How are oil, copper and other commodities priced and traded? In dollars. Unsure what currency to take to a faraway country? Best take dollars. How does every nation measure the strength of its currency? By how much it fetches against the dollar.
The dollar has been the dominant world currency for the best part of a century because the U.S. economy has had no equal.
But the times are slowly changing.
China’s economy will be bigger than America’s before long — even though U.S. income per head is seven times greater — and Beijing is eager to translate that economic clout into political power. A bigger role on the world stage for its currency, the renminbi, is one route.

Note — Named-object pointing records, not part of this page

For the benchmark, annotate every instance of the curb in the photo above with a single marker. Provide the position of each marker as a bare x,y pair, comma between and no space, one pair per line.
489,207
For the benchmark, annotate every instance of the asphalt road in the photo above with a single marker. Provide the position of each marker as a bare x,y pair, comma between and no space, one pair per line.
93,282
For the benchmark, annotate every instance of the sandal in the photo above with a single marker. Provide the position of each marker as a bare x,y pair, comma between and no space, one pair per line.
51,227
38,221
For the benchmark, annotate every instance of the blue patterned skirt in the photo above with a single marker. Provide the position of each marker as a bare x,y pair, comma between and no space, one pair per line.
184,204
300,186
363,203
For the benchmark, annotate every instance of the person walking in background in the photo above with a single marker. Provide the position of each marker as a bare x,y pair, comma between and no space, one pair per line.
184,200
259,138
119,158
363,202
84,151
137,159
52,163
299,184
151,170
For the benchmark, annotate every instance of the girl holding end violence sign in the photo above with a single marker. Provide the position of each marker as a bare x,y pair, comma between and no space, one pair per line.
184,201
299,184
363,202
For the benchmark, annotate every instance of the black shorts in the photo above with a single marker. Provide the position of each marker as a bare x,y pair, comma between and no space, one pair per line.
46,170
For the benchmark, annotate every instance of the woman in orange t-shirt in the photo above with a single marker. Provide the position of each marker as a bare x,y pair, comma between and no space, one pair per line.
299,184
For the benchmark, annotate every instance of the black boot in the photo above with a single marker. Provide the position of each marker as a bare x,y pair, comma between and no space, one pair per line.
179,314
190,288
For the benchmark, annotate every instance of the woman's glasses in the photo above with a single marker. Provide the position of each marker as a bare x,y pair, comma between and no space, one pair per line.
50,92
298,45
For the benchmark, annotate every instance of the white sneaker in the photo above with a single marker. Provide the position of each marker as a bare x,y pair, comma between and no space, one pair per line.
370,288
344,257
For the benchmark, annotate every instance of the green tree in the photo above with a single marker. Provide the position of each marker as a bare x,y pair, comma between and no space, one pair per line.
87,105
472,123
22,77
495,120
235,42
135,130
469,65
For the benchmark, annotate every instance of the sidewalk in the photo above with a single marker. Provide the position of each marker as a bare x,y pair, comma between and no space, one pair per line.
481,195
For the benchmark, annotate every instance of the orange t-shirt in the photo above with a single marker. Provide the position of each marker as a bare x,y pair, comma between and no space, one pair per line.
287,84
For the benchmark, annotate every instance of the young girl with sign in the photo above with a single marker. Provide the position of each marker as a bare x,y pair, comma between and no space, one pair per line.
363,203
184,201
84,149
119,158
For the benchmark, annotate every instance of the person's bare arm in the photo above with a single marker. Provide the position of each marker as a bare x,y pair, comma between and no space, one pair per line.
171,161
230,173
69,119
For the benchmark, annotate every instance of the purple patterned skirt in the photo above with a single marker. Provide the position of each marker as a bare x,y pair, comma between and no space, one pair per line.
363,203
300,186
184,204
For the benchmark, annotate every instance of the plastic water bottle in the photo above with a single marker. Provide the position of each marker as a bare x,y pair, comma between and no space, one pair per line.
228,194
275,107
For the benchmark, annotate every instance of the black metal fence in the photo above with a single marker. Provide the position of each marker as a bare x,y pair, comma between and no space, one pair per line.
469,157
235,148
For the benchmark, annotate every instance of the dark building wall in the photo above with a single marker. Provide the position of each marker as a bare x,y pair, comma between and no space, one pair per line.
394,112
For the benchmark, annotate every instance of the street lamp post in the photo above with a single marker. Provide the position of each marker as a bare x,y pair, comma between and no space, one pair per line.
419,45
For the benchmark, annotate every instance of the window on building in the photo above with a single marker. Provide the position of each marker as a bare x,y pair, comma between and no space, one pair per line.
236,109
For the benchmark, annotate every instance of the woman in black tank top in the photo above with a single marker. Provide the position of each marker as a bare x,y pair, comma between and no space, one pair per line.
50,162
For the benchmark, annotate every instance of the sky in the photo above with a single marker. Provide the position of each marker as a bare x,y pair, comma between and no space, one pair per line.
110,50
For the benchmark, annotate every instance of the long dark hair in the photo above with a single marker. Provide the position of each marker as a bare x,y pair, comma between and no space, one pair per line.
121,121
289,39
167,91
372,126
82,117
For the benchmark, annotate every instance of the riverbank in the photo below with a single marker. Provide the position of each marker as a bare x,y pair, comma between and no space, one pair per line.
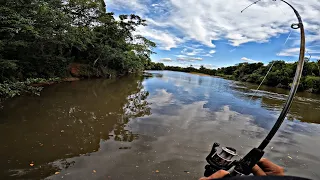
34,86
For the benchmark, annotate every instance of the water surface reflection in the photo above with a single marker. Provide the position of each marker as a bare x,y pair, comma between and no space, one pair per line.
156,128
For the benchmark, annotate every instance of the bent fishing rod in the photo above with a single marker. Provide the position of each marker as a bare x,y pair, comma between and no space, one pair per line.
223,158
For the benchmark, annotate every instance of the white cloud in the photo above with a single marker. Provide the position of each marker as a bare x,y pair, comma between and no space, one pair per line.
164,39
212,52
166,60
206,20
189,59
207,55
190,51
294,52
232,49
249,60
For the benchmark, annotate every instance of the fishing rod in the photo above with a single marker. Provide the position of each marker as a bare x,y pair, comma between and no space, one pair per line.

Another is by championing a clutch of new Asian financial institutions, including the Asian Infrastructure Investment Bank (AIIB).
Political purpose
What harm could that do, one might ask? After all, the Asian Development Bank (ADB) estimates that Asia needs to spend $800 billion a year on building roads, railways and other infrastructure. The new bank could make a difference.

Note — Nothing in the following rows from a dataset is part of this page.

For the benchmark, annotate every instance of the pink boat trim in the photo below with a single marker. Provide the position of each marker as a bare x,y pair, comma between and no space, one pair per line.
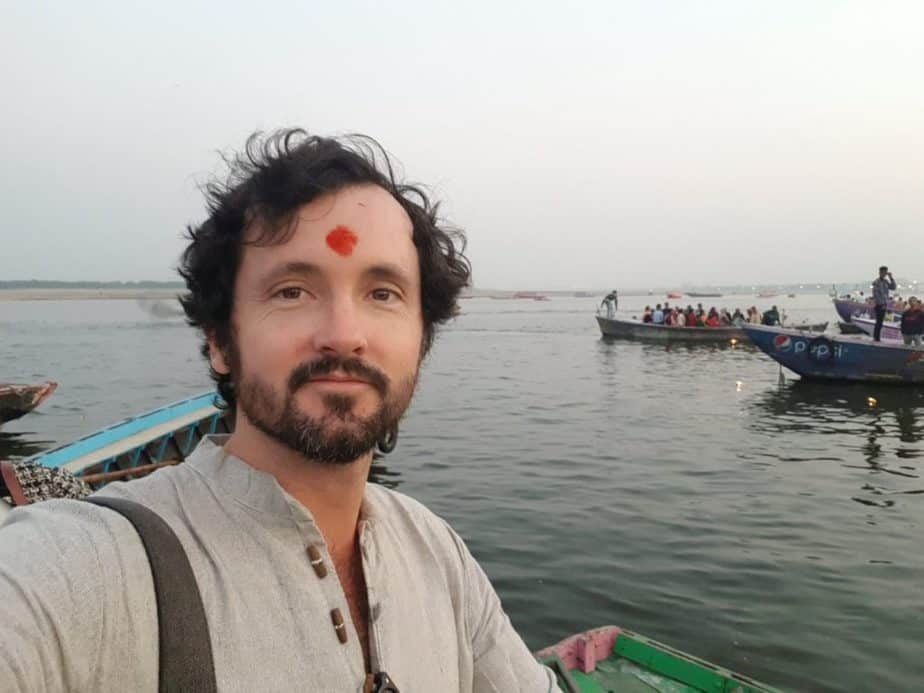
584,650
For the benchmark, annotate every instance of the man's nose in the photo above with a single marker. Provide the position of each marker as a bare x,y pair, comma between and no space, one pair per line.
340,331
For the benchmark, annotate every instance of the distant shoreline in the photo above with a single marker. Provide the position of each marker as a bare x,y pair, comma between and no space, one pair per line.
86,294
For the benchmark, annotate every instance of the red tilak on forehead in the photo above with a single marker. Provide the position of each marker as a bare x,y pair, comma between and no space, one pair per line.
342,241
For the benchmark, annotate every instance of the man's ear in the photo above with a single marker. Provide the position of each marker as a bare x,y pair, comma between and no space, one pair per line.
217,356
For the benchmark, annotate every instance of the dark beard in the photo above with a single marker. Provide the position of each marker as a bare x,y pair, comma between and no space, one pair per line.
322,439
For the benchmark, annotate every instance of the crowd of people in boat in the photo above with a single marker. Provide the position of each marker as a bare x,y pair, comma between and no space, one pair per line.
678,316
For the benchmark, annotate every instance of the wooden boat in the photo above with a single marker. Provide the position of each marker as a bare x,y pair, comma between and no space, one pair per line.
810,326
140,444
614,659
19,400
891,331
847,307
635,329
840,357
534,295
848,328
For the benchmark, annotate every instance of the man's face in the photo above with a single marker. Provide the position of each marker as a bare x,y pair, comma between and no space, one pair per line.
328,326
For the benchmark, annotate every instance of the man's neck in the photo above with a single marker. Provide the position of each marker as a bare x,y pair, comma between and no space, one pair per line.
333,493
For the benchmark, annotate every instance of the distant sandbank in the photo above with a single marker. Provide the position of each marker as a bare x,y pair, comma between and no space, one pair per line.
85,294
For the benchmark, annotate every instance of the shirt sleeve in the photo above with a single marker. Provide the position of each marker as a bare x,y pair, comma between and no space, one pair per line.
65,621
502,662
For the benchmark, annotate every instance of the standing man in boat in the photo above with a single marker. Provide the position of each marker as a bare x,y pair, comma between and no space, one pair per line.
318,282
611,301
881,287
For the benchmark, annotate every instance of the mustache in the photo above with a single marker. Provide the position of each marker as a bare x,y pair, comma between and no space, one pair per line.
325,365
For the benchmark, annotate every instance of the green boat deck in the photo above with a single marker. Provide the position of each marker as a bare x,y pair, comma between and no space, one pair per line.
639,664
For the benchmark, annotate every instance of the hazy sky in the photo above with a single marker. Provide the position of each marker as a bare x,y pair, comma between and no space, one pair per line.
580,144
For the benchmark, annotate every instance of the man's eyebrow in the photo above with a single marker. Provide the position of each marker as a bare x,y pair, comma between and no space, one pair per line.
289,269
389,272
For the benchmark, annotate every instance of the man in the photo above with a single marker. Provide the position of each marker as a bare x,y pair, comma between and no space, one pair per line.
772,316
317,282
912,324
611,302
658,316
881,286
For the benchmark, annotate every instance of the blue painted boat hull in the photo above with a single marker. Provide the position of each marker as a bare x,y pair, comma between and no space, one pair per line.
842,357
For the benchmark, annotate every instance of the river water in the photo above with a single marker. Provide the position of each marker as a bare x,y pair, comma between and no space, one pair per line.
684,492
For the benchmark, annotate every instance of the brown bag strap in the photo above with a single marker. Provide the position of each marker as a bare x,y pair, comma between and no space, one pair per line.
186,662
11,482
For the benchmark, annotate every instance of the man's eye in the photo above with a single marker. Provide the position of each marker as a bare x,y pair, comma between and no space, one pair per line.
383,294
290,293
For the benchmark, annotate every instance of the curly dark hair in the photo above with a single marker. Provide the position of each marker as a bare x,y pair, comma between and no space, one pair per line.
268,182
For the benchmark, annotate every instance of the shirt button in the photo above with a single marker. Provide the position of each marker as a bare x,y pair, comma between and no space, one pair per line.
339,626
314,555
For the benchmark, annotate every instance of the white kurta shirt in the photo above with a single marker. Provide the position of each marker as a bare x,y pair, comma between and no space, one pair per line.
77,607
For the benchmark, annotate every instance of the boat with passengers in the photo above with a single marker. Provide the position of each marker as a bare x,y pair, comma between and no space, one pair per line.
595,661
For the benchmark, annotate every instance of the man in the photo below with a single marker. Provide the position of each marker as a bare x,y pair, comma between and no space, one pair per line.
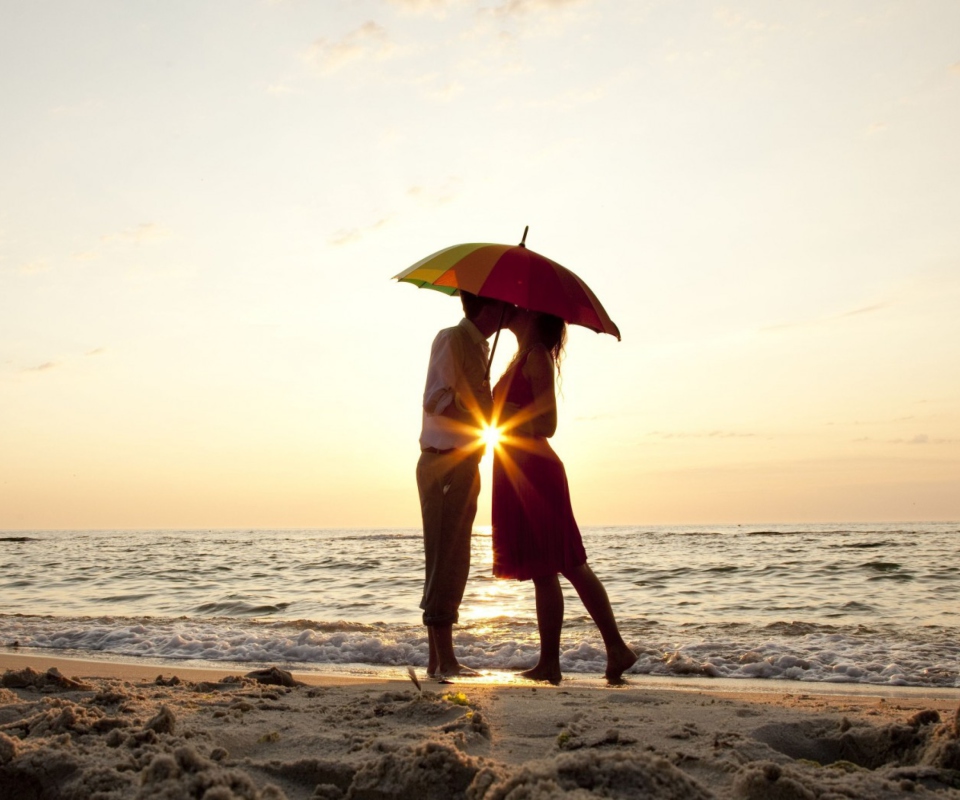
456,404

But Washington’s heated reaction to the UK’s decision to become a founding member of the AIIB demonstrates that the true purpose of the new lender is political: Beijing wants to undercut the big multilateral financial agencies that the U.S. and its allies have in effect controlled for six decades.
These include the International Monetary Fund, the World Bank and the Japan-led ADB.

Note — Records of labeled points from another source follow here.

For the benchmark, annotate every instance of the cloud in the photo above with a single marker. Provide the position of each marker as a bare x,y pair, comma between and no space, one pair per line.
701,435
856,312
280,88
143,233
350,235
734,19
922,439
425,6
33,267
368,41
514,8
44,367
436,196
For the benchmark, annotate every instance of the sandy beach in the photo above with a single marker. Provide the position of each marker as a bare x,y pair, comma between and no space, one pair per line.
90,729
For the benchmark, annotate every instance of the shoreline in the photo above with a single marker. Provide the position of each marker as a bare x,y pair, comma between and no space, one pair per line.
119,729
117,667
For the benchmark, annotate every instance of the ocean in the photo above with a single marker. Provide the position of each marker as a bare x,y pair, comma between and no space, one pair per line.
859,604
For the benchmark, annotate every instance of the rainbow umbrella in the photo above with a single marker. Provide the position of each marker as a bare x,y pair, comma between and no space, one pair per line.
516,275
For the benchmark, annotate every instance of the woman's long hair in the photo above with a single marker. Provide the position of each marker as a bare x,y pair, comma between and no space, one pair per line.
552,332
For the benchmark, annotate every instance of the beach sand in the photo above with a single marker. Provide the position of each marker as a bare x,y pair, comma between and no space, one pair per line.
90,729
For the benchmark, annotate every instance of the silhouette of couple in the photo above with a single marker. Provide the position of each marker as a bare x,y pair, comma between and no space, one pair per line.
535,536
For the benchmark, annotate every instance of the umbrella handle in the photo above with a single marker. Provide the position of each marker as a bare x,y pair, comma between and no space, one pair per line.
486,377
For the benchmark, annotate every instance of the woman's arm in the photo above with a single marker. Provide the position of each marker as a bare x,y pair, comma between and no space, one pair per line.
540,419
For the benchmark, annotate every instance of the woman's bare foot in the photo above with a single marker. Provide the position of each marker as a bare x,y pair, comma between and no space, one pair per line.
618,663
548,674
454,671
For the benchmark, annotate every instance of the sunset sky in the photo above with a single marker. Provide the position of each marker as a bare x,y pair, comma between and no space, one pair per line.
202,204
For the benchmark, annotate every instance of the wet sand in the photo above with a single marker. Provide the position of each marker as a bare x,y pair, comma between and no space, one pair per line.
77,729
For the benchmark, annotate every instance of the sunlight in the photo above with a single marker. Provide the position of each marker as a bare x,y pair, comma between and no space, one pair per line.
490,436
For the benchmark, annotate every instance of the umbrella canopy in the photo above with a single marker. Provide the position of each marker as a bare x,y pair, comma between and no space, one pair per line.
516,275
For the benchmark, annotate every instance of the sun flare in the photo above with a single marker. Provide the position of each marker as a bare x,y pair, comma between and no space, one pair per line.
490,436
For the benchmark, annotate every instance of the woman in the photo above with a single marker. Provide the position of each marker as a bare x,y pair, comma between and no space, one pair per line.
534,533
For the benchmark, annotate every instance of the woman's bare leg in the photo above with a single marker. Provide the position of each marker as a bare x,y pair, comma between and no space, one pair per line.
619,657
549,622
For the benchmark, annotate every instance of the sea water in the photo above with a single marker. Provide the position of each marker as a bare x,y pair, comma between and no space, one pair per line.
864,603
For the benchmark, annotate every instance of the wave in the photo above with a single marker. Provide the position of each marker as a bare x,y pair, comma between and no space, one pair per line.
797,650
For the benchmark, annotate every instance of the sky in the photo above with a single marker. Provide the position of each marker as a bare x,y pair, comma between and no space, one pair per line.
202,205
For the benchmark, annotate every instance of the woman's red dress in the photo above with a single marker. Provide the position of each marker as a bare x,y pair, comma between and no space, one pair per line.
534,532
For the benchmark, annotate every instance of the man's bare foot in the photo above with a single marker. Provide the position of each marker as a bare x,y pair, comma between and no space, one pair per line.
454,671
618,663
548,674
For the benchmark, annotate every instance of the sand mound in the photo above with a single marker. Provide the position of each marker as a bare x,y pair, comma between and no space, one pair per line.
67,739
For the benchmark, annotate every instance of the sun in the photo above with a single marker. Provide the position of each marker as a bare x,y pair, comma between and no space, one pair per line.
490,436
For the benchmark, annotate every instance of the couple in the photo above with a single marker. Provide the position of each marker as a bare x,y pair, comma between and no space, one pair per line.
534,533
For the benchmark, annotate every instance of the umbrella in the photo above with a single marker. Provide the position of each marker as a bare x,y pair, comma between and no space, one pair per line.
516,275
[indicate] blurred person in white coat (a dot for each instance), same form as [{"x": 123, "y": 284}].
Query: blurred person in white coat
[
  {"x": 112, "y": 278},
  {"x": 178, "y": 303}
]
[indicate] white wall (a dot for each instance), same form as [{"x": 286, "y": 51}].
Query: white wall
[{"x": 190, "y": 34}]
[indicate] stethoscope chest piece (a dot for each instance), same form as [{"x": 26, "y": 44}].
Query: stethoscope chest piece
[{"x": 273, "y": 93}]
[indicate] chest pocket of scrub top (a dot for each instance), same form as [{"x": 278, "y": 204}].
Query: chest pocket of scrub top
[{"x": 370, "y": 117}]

The U.S. wields immense influence through these institutions. For example, it can insist on attaching conditions to IMF loans that open up foreign markets to American banks and companies — something it did, controversially, in countries such as South Korea during the Asian Financial Crisis in the late 1990s.
A few clues
So, not surprisingly, the U.S. is fiercely opposed to Beijing’s initiative and reluctant to cede power within existing multilateral institutions.
Congress has balked at ratifying a deal that would give slightly more voting power at the IMF to China and other emerging economies, while the Obama administration, which refuses to join the infrastructure bank, has chided the UK for its ‘constant accommodation’ of China.
History holds a few clues to how global financial power might shift.
Change will be slow. The power of incumbency is great: the pound sterling was the undisputed king of currencies for more than forty years after the U.S. economy overtook Britain’s in the early 1870s.
The U.S. set about internationalizing the dollar, just as China is doing today with the renminbi. But it was only after Britain had been drained by two world wars, in which it was bankrolled by the U.S., that the dollar finally supplanted the pound as the paramount global currency.
Putting down a marker
Reflecting America’s unrivaled power, the dollar was made the linchpin of a new post-war international financial order negotiated at Bretton Woods in New Hampshire in 1944.
The system served the world well, delivering almost 30 years of strong economic growth before it collapsed in the early 1970s — as monetary systems always do.
Increasingly frequent financial crises since then have led to calls for a new global order, and China is putting down a marker that it wants a say in its design.
How the US accommodates the rise of China will be one of the defining issues of the 21st century. Some experts fret about the potential for military friction as China challenges American hegemony in the Pacific.
But the maneuvering over the new infrastructure bank, along with the global waves that the renminbi is starting to make, illustrates that the showdown is in the first instance about economic and financial power.